なお、今回のページで、進化占星術の真髄シリーズは完結です。

〜進化占星術の真髄〜目次
1)進化について
2)魂
3)エゴ
4)魂の進化段階 ←今回はこの記事から
5)未進化段階
6)コンセンサス段階
7)個性化段階
8)スピリチュアル段階

このシリーズはSchool of Evolutionary Astrologyのサイト上など一般に公開されている英語記事を翻訳し、ご紹介するものです。引用・転載は、出典を明記の上、お願いいたします。

4)魂の進化段階

自然の法則に基づいた四つの魂の進化段階についての話をするにあたり、現代占星術における重要な懸念点を挙げておこう。それは、現代の占星術が魂の進化の法則を完全に無視してしまっている、ということである。このことが、現代占星術の一番の問題点であるといっても差し支えないだろう。

 この視点を無視することによって、多くの占星家が最大公約数的、もしくは画一的で方程式的な占星術の理解をし、またそういったアプローチをしてしまっている。それは、占星術にとって損害なだけではなく、占星術によって助けられるべき人々にとって大きな損害であることは間違いない。魂の進化段階を無視したアプローチは、その人の現実、そして、人生そのものを無視してしまっているのである。

 こういった画一的なアプローチをしてしまっていると、「私は金星と冥王星のスクエアを持っています」という人に対して、おしなべて同じ解釈をすることになり、その個人の魂の状況やニーズが考慮に入れられないことになってしまうからだ。

 占星術の根本的な真実をもう一度確認しておこう。占星術は、その人個人の状況を観察して、初めて有効な手段となるのである。そうでなければ、例えば天王星が1920年代に魚座を通過していたとき、世界中どこに行っても同じような社会テーマが存在していたはずである。

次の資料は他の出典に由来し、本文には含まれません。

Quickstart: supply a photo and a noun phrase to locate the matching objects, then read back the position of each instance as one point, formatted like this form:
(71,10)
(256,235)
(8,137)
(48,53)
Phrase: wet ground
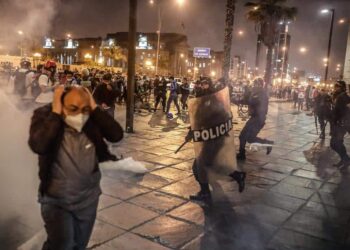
(294,198)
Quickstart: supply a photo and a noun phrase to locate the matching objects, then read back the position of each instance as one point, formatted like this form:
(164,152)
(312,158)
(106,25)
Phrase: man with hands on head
(69,137)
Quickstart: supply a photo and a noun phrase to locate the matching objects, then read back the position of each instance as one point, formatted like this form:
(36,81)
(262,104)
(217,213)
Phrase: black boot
(240,156)
(203,195)
(239,177)
(269,148)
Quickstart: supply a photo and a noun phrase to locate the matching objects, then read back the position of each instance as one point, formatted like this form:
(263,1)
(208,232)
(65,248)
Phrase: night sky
(204,25)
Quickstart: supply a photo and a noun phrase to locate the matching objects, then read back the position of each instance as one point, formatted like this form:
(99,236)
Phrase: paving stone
(182,188)
(292,190)
(126,215)
(304,223)
(150,181)
(340,200)
(190,211)
(130,241)
(263,213)
(172,173)
(259,182)
(277,200)
(185,166)
(288,240)
(158,202)
(302,182)
(166,161)
(157,151)
(107,201)
(327,213)
(123,190)
(278,168)
(307,174)
(168,231)
(103,232)
(269,175)
(329,188)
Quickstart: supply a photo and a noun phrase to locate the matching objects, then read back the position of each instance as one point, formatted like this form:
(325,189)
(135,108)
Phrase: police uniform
(339,123)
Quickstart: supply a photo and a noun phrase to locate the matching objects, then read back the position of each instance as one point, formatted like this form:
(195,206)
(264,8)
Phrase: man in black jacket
(106,95)
(339,123)
(258,107)
(69,137)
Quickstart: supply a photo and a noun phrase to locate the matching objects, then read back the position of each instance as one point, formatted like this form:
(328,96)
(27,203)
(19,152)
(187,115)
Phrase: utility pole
(131,66)
(230,11)
(329,46)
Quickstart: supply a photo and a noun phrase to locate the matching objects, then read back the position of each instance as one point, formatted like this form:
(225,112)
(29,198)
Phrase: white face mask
(76,121)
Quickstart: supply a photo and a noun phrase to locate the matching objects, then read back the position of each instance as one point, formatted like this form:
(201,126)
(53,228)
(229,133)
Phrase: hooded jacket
(46,134)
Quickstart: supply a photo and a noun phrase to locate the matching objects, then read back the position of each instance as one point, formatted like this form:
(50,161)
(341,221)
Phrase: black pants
(184,98)
(68,230)
(173,98)
(322,121)
(337,141)
(160,97)
(249,133)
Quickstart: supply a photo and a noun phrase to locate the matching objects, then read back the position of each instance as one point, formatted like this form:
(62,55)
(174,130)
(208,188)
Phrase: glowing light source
(181,2)
(302,50)
(88,56)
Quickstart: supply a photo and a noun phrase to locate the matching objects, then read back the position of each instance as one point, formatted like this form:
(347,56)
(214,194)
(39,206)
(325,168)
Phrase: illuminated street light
(302,50)
(332,11)
(88,56)
(37,55)
(181,2)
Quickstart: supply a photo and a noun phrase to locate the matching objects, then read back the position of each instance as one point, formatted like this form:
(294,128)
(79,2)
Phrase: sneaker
(339,164)
(240,157)
(239,177)
(201,196)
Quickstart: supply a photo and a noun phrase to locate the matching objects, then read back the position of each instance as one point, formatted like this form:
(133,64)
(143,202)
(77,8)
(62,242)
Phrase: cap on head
(341,84)
(107,77)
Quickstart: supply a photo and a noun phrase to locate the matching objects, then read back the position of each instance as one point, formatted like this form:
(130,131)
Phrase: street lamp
(152,2)
(332,11)
(303,50)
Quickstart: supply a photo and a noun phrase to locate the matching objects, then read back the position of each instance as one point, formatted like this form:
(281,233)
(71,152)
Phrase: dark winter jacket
(47,130)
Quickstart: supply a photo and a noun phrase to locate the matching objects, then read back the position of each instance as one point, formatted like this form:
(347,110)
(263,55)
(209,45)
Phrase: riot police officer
(339,123)
(322,109)
(258,107)
(160,88)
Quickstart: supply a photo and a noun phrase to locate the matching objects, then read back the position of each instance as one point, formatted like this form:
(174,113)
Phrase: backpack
(20,82)
(178,89)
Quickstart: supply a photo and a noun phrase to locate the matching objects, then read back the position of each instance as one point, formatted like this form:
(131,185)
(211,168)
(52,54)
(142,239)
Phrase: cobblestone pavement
(294,198)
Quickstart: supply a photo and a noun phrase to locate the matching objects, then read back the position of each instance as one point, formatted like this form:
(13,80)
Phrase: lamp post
(329,40)
(152,2)
(131,66)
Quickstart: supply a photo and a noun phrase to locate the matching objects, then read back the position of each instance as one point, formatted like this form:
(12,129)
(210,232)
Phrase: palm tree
(230,11)
(267,16)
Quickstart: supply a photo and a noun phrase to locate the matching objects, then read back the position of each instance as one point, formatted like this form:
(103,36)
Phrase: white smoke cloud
(34,18)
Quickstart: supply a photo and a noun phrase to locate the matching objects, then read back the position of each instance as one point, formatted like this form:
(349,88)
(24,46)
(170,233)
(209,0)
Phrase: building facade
(346,73)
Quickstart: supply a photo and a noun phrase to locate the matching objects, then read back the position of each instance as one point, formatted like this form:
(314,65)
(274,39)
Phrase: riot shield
(212,126)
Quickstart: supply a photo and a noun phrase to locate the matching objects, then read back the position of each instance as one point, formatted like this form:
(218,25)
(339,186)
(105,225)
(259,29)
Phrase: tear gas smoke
(33,18)
(18,175)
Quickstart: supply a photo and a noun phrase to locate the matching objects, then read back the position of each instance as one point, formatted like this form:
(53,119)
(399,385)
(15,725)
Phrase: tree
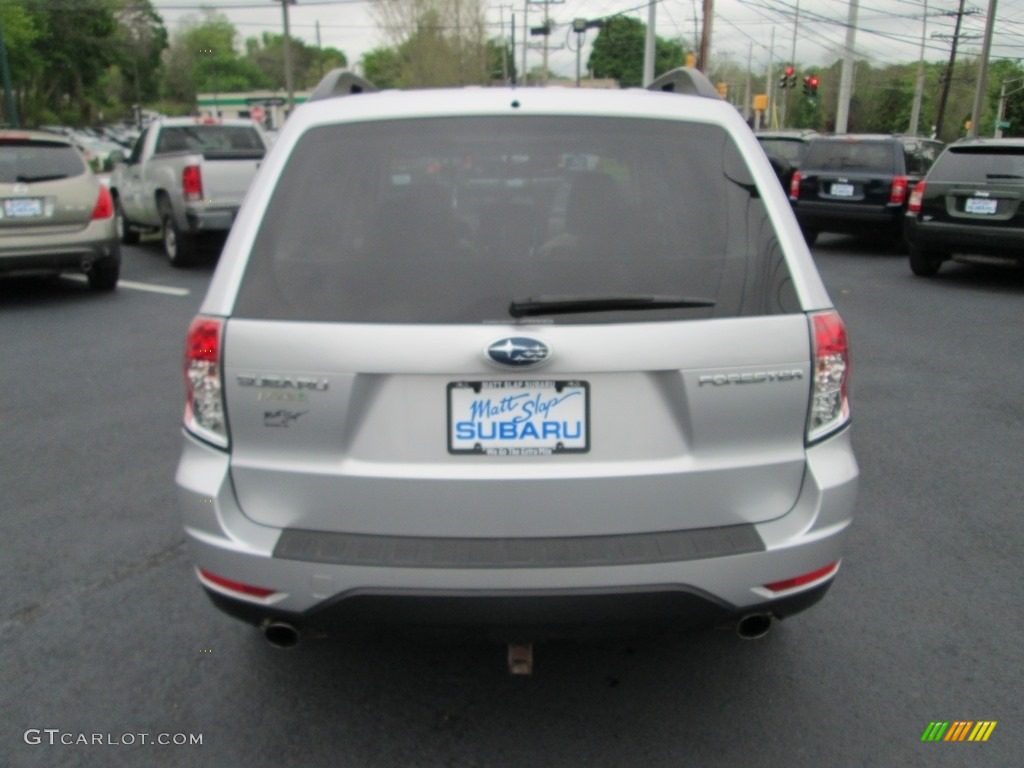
(141,39)
(203,57)
(308,64)
(619,52)
(436,42)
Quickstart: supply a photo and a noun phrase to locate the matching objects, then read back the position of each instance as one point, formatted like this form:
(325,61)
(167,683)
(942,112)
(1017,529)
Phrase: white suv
(526,360)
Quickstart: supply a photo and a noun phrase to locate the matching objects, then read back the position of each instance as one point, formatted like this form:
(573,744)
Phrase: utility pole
(288,54)
(648,48)
(525,41)
(320,53)
(8,92)
(770,83)
(979,92)
(705,52)
(919,87)
(940,113)
(793,62)
(747,91)
(846,78)
(513,46)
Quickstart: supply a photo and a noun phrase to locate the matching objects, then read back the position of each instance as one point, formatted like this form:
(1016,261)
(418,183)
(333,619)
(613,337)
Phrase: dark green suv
(969,204)
(859,183)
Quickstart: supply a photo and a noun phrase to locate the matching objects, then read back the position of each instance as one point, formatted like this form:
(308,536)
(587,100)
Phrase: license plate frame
(23,208)
(982,206)
(547,417)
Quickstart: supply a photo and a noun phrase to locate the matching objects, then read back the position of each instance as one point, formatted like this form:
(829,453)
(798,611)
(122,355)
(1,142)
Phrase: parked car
(54,214)
(859,183)
(785,151)
(186,177)
(971,203)
(506,359)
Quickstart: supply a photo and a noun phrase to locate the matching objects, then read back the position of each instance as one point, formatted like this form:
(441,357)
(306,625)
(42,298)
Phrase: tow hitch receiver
(521,658)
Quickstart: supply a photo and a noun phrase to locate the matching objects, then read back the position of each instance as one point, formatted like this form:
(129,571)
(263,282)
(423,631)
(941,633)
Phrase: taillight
(229,584)
(800,581)
(829,408)
(192,183)
(205,399)
(916,195)
(104,204)
(795,185)
(897,193)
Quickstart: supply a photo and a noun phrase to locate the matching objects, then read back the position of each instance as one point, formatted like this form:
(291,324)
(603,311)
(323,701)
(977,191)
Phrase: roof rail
(341,83)
(686,80)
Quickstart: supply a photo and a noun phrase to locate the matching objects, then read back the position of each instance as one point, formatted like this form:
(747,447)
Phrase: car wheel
(125,233)
(925,263)
(103,276)
(179,246)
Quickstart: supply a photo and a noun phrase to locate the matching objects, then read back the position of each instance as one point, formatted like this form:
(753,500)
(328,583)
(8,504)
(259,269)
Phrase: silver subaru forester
(531,361)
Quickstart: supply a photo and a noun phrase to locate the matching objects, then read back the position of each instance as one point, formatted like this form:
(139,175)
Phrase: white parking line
(131,285)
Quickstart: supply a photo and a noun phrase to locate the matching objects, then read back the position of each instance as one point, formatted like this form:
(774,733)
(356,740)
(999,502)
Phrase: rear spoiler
(341,83)
(685,80)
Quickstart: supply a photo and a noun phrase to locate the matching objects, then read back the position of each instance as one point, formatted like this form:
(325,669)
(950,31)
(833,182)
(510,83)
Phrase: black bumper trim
(518,616)
(553,552)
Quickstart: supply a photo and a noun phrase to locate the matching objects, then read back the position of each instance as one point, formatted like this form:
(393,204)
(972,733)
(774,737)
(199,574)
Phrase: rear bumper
(719,574)
(527,616)
(53,253)
(847,217)
(950,239)
(211,219)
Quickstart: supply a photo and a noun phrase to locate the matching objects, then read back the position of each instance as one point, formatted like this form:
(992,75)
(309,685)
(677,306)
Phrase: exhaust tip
(281,635)
(754,626)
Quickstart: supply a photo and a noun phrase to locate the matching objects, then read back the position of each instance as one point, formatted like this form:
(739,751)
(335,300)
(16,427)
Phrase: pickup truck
(185,177)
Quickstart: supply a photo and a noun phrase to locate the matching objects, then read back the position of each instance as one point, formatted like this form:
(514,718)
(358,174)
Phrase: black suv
(969,203)
(859,183)
(785,151)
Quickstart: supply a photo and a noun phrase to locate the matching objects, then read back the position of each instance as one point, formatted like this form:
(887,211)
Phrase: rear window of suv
(27,161)
(851,156)
(448,220)
(980,164)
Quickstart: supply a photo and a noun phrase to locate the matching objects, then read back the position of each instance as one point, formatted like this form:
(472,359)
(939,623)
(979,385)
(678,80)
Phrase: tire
(925,263)
(103,276)
(179,247)
(125,233)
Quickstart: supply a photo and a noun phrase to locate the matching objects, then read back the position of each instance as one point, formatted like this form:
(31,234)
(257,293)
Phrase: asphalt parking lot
(103,630)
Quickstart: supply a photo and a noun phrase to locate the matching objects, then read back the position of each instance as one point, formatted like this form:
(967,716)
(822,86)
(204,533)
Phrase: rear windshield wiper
(570,304)
(49,177)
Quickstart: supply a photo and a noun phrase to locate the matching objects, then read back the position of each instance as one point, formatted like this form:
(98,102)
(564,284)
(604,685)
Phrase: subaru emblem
(518,351)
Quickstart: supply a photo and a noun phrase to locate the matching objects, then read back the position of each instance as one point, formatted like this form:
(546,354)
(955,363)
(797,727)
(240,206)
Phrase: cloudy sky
(888,31)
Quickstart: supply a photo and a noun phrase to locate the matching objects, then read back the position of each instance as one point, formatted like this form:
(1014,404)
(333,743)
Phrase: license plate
(979,205)
(23,207)
(518,418)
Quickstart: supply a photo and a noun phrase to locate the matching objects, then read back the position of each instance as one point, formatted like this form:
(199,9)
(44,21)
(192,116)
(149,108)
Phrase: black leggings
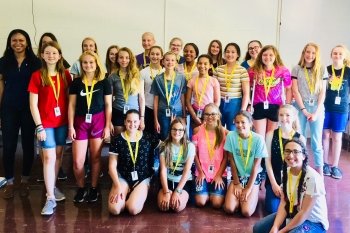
(11,121)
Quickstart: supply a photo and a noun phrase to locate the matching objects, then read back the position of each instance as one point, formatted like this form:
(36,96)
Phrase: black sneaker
(61,175)
(326,169)
(93,195)
(80,195)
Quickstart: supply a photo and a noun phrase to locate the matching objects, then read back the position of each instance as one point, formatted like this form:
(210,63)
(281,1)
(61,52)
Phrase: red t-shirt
(47,101)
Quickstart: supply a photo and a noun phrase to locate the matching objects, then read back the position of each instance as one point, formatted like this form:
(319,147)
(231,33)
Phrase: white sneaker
(59,196)
(49,207)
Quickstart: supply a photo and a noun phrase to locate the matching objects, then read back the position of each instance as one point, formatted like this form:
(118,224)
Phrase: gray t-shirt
(304,90)
(158,89)
(118,95)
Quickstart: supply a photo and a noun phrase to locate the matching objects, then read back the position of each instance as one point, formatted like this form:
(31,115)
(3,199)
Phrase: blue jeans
(229,111)
(164,123)
(316,128)
(271,200)
(265,225)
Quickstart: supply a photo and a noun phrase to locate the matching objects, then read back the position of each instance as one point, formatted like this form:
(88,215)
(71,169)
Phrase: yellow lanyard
(153,76)
(189,74)
(126,95)
(339,83)
(89,94)
(132,155)
(56,93)
(228,77)
(168,94)
(310,81)
(268,82)
(210,146)
(179,157)
(199,97)
(291,134)
(248,150)
(291,193)
(144,60)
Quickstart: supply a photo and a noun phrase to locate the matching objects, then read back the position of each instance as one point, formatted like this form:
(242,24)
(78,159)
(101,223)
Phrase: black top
(276,159)
(101,89)
(144,161)
(332,93)
(16,81)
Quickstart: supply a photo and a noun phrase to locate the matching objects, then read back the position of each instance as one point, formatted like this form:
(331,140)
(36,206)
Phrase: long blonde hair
(347,54)
(132,77)
(100,72)
(258,66)
(59,65)
(317,70)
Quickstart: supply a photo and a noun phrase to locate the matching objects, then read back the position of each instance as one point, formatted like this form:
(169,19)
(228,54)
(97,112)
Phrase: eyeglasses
(177,130)
(253,48)
(176,45)
(295,152)
(210,114)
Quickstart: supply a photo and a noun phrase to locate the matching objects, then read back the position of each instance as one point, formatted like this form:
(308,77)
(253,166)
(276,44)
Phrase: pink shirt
(199,140)
(275,93)
(208,95)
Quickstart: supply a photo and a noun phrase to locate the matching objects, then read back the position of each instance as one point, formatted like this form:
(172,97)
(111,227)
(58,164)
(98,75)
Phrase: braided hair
(302,177)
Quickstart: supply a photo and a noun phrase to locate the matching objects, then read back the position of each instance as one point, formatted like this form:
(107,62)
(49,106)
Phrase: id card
(134,176)
(88,118)
(266,104)
(57,111)
(244,181)
(199,113)
(126,108)
(337,100)
(227,99)
(311,102)
(167,112)
(211,169)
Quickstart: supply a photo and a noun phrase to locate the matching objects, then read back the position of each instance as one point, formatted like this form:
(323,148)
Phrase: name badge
(126,108)
(244,181)
(227,99)
(167,112)
(88,118)
(134,176)
(57,111)
(311,102)
(211,169)
(337,100)
(199,113)
(266,104)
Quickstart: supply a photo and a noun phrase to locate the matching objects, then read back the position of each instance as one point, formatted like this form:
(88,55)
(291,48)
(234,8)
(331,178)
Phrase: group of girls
(170,94)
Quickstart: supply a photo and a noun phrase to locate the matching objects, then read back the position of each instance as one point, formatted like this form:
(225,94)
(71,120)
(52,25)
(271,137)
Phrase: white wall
(200,21)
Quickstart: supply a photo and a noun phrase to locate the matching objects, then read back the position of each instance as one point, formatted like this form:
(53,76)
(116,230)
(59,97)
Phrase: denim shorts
(54,137)
(209,188)
(335,121)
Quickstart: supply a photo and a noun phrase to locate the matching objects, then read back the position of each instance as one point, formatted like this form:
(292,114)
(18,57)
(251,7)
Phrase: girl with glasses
(303,206)
(336,109)
(211,160)
(130,166)
(169,90)
(245,150)
(201,90)
(289,127)
(176,159)
(254,48)
(234,85)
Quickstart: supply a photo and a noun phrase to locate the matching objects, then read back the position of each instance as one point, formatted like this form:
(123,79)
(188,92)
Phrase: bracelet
(179,191)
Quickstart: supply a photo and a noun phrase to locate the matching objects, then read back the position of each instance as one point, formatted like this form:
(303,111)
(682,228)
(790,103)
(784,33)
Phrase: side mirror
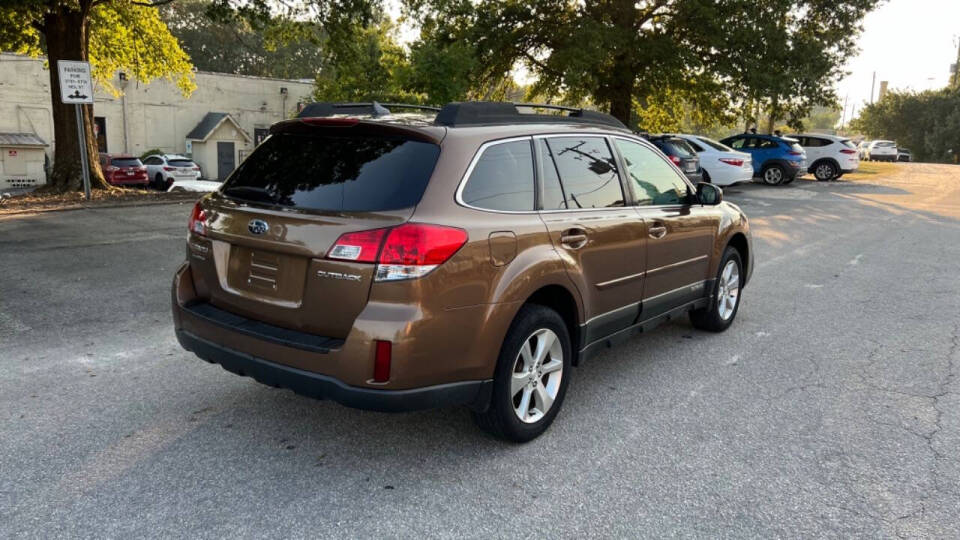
(709,194)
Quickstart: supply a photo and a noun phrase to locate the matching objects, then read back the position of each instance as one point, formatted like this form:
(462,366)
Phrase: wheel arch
(562,300)
(832,161)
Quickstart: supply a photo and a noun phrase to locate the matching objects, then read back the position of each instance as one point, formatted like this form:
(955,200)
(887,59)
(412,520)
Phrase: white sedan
(721,164)
(165,169)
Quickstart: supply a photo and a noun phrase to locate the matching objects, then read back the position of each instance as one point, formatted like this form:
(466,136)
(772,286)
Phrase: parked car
(721,164)
(776,160)
(165,169)
(123,170)
(680,153)
(470,256)
(829,156)
(882,151)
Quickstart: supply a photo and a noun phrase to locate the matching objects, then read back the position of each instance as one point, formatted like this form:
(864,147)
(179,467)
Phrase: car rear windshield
(715,145)
(125,162)
(676,147)
(335,173)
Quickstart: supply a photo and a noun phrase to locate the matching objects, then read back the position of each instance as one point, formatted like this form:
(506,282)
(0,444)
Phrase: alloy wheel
(773,175)
(536,376)
(729,291)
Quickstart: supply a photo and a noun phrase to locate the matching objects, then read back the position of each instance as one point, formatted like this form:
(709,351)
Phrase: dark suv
(469,255)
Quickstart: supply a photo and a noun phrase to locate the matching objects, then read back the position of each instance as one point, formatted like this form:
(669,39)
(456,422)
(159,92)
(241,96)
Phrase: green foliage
(281,47)
(928,123)
(122,36)
(650,61)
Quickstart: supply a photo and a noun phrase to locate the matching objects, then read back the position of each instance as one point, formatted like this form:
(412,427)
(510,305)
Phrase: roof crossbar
(327,108)
(469,113)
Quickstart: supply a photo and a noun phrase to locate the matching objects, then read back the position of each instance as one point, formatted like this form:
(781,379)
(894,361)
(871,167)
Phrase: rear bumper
(475,394)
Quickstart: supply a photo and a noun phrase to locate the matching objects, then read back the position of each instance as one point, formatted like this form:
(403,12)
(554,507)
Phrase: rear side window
(126,162)
(502,179)
(654,180)
(587,171)
(335,173)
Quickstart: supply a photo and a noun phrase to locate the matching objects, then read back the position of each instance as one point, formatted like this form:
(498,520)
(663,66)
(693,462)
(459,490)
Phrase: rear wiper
(251,193)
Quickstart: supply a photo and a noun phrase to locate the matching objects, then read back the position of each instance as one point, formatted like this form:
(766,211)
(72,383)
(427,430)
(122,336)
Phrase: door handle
(573,238)
(657,231)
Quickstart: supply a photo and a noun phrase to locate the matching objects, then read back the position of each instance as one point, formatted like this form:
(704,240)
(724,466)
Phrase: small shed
(215,144)
(22,159)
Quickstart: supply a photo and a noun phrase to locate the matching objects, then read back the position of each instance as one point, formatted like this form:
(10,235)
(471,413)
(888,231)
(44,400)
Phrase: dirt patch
(30,203)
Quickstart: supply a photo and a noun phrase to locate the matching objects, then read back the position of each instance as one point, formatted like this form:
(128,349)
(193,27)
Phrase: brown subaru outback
(469,255)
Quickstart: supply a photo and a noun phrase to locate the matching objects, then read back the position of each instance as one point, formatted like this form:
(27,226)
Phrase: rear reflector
(198,220)
(381,361)
(362,246)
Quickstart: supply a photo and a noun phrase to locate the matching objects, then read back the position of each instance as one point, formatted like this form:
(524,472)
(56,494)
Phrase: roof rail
(471,113)
(328,108)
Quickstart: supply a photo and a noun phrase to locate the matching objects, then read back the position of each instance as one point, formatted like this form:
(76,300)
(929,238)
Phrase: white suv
(721,164)
(829,156)
(882,151)
(164,169)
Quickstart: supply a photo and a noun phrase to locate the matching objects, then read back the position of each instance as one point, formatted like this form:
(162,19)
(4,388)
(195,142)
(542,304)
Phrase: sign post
(76,89)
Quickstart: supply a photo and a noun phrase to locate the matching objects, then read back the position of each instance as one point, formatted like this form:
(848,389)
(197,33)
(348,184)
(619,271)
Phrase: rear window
(126,162)
(502,178)
(715,145)
(335,173)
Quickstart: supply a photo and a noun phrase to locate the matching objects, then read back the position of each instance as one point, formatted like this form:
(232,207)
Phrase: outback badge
(258,226)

 しかし、現実がそうなっていないのは、この個別の状況というものがあるからである。

 例えば、この時代のドイツは、第一次世界大戦後の社会秩序の崩壊が起き、一斤のパンを買うのに手押し車一杯のお金を持っていかなければならないようなインフレに陥った。

 一方、アメリカでは「狂騒の20年代」と呼ばれる経済発展の時代となった。それは、これがアメリカにとっての魚座・天王星の具現化の形だったからである。しかし、その発展はクレジットカードという、不確実なお金の「発明」によって後押しされたものでもあったということも興味深い。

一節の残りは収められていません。